Elizabeth is peremptory, petty and not very likeable in an age when English monarchs held nearly absolute power. By the end of the play you understand why and come to pity her as Elizabeth's self-conflict is revealed: the private womanly Bess, who can give her heart, and the public imperious majesty who must have "the stomach of a king, and a King of England, too," as she actually said. Devereux captivated both Elizabeths, although it's highly doubtful they had a physical relationship, as the play suggests. When Devereux (who never appears) is executed, Elizabeth lets loose a howl of pain and loss that is heart-breaking. However, it takes a long time to get there: Well passed intermission, one questions why one should care for her at all.

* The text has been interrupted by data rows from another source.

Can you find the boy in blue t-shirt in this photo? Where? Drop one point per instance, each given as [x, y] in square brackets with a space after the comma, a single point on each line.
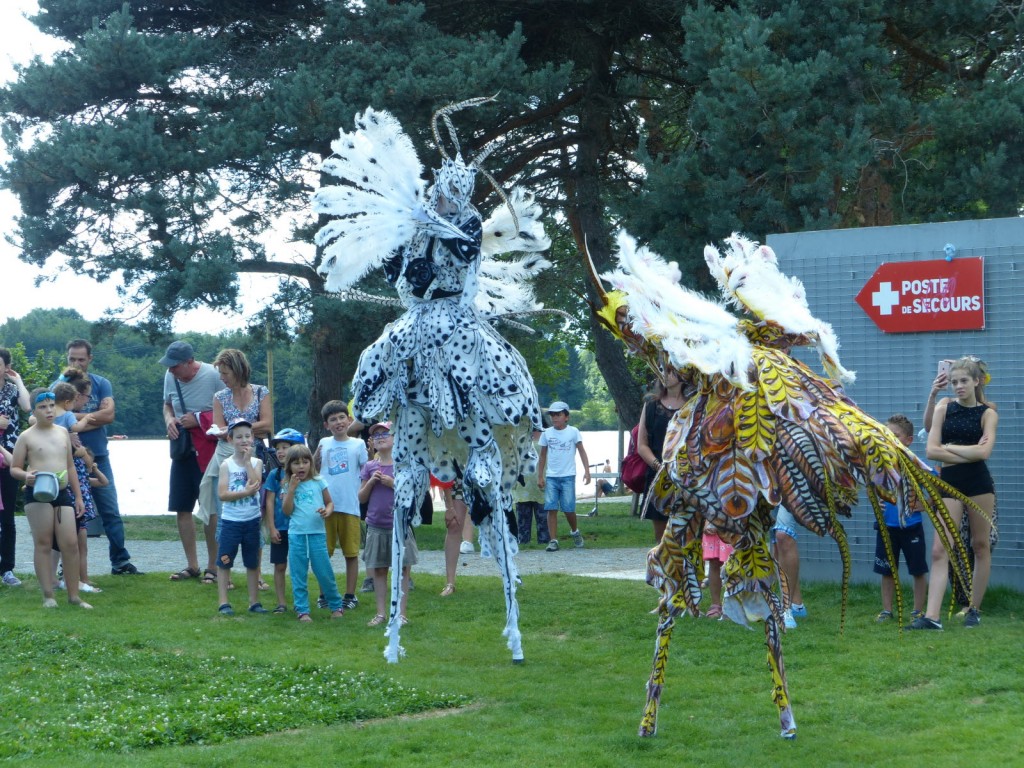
[339, 459]
[907, 538]
[273, 516]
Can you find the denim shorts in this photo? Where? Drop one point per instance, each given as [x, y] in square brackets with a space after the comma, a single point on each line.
[559, 493]
[235, 534]
[785, 522]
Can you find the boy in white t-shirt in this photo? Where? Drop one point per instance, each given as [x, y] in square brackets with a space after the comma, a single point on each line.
[556, 472]
[339, 459]
[241, 477]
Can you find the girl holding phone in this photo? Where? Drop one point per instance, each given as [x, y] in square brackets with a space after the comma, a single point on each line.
[962, 436]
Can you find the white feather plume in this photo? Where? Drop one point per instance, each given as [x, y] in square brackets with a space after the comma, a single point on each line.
[750, 278]
[501, 235]
[691, 329]
[506, 286]
[376, 210]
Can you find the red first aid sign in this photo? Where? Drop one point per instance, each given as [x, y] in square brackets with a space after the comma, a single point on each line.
[915, 296]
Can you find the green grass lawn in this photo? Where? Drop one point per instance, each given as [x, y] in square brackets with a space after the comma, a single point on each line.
[154, 663]
[614, 525]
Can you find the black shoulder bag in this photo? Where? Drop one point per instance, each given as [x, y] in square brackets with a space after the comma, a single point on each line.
[181, 446]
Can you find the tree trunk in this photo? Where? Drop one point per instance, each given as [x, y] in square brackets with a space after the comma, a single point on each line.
[589, 223]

Canadian author Timothy Findley's decade-old play stretches historical truth to the breaking point, but it's the sort of play audiences love. Think The Madness of King George or The Lion in Winter (or Shakespeare's history plays, for that matter). Like them, Findley takes a contemporary view of his characters, especially in Elizabeth's antagonist. It's not the benign and avuncular Shakespeare, whom the real Elizabeth met several times, but fictional actor Ned Lowenscroft, who plays the leading ladies in Shakespeare's troupe. He's openly gay (a capital crime at that time) and dying of "the pox" (syphilis), which is a neat stand-in for AIDS. With nothing to lose, Lowenscroft challenges the Queen to unlock her inner womanhood while she, in turn, confronts his femininity.
As directed by Barbara Gaines, queen and commoner are portrayed in astonishing and believable performances by Diane D'Aquila and Steven Sutcliffe, abetted by exceptional costume, make-up and wig effects (Elizabeth was nearly bald at 70, and when she removes her wigWow!).
A dozen veteran Chicago players provide worthy support mostly as members of Shakespeare's acting troupe, among them Kevin Gudahl (Shakespeare), Bradley Armacost (aging actor Percy Gower), Mary Ann Thebus (costume mistress Kate Tardwell) and Andrew Rothenberg (leading man Jack Edmund). Daniel Ostling's beamed barn set is massive, yet all but smells of horses and hay in its rich detailing. Mariann S. Verheyen's costumes are prize-worthy, from Elizabeth's spectacular gown to the none-too-clean hose-and-doublets of the troupers.